Dame Emma Thompson

Dame Emma is best known as an award-winning actress, but her talents go much further than that. Writer, director, comedian, campaigner, she is a true multihyphenate talent. She has the distinction of having won Oscars both for acting and screenwriting, for Howard’s End and Sense and Sensibility respectively.

In 2005, she combined those talents to make Nanny McPhee, a delightful children’ s film. Dame Emma and the film’s co-star Colin Firth agreed that the proceeds from ticket sales for its West End premiere should go to the Refugee Council. In previous years she has supported our Day Centre with very generous donations that have allowed us to hold our annual festive party for clients. And as well as financial support, Dame Emma has often come along to help in person.

Here’s what Dame Emma said about becoming a patron:

 

I am delighted to become a patron of the Refugee Council. I have been a supporter for a number of years and have seen at first hand the great work the Refugee Council does. Helping out at the Festive Party has given me an opportunity to see how remarkable and resilient asylum seekers and refugees are and how they deserve respect and understanding.

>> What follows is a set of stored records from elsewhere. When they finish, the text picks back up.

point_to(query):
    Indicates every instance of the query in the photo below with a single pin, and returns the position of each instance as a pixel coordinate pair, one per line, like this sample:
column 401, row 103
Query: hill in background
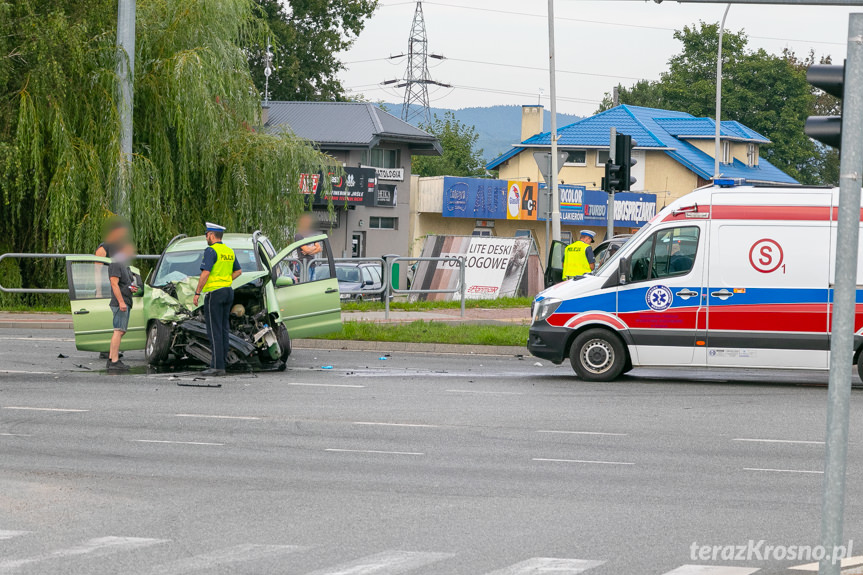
column 499, row 127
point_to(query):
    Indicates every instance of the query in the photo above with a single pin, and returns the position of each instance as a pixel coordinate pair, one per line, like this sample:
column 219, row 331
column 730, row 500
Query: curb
column 388, row 346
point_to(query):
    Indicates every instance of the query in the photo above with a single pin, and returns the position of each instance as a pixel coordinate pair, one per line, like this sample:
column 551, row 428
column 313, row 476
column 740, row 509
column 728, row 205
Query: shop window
column 576, row 157
column 381, row 223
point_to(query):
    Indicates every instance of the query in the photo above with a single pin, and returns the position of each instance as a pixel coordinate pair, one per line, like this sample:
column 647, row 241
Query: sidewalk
column 40, row 320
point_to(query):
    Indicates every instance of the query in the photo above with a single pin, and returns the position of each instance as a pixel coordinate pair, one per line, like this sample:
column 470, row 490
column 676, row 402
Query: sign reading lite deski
column 481, row 199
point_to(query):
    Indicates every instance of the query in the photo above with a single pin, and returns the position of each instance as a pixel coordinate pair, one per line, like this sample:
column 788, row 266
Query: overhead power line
column 606, row 23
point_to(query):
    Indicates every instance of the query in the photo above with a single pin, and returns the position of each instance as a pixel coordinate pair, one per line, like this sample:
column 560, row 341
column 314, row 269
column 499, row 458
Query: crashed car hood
column 164, row 307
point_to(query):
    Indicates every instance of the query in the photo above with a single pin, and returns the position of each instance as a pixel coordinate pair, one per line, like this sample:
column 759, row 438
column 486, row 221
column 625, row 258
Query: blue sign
column 474, row 198
column 580, row 206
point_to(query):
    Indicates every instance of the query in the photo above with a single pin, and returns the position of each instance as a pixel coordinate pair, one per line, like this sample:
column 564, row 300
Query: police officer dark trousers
column 219, row 268
column 217, row 314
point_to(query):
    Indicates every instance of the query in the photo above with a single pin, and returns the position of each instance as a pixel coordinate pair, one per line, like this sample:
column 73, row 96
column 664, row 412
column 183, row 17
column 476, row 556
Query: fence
column 306, row 269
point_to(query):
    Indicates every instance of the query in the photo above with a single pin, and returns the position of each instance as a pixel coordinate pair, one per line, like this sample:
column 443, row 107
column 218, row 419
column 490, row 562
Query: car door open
column 307, row 289
column 90, row 295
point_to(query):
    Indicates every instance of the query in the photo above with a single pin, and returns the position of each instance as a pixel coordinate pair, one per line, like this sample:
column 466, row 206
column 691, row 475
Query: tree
column 197, row 155
column 460, row 158
column 765, row 92
column 307, row 36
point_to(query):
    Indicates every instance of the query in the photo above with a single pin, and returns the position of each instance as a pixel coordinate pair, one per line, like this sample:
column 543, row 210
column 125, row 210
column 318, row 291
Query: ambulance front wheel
column 597, row 355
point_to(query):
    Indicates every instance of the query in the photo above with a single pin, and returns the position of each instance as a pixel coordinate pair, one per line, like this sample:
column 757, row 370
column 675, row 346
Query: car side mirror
column 623, row 270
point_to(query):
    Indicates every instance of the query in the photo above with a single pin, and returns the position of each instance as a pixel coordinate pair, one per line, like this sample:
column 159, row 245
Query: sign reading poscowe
column 493, row 266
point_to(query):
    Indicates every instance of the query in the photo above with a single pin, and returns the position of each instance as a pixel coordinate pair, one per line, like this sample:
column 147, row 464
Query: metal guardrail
column 304, row 267
column 56, row 257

It’s only when we imagine for ourselves what it would be like to run from state terror, torture, rape, the destruction of our homes and families that we can understand how vital it would be to find a place that welcomed us and tried to heal our wounds. Fortunately the Refugee Council provides such a place.


Alf Dubs, Baron Dubs

Alf Dubs, Baron Dubs is a Labour politician and leading refugee rights advocate. Formerly the MP for Battersea, Alf was appointed as a Labour life peer in 1994, and in 1997 he became Parliamentary Under Secretary of State at the Northern Ireland Office. He is a former chair of Liberty, a trustee of Action Aid and the Immigration Advisory Service and former Director of the Refugee Council.

In 2016, Baron Dubs sponsored an amendment to the Immigration Act 2016 to offer unaccompanied refugee children safe passage to Britain, having himself arrived in Britain in 1939 as a six-year-old refugee fleeing the Nazis in Czechoslovakia on the kindertransport. Baron Dubs is now campaigning to ensure that the main legal routes for refugee children to reach the UK remain open after Brexit.

 

For over 60 years, the Refugee Council has been a significant support for refugees and asylum seekers coming to the UK. The work it does is vital both in terms of the practical support and the advice it offers to those who arrive here having fled war, human rights violations and torture.

The most vulnerable refugees are of course children, especially those who arrive unaccompanied having lost their family, been separated from them or in some cases having been trafficked and subject to abuse and exploitation. It is thanks to organisations like the Refugee Council that these children are offered protection and support. I know from my own experience how bewildering it is to arrive in a new country, so I am especially grateful for the work the Refugee Council does to make that experience less traumatic for the refugee children of today.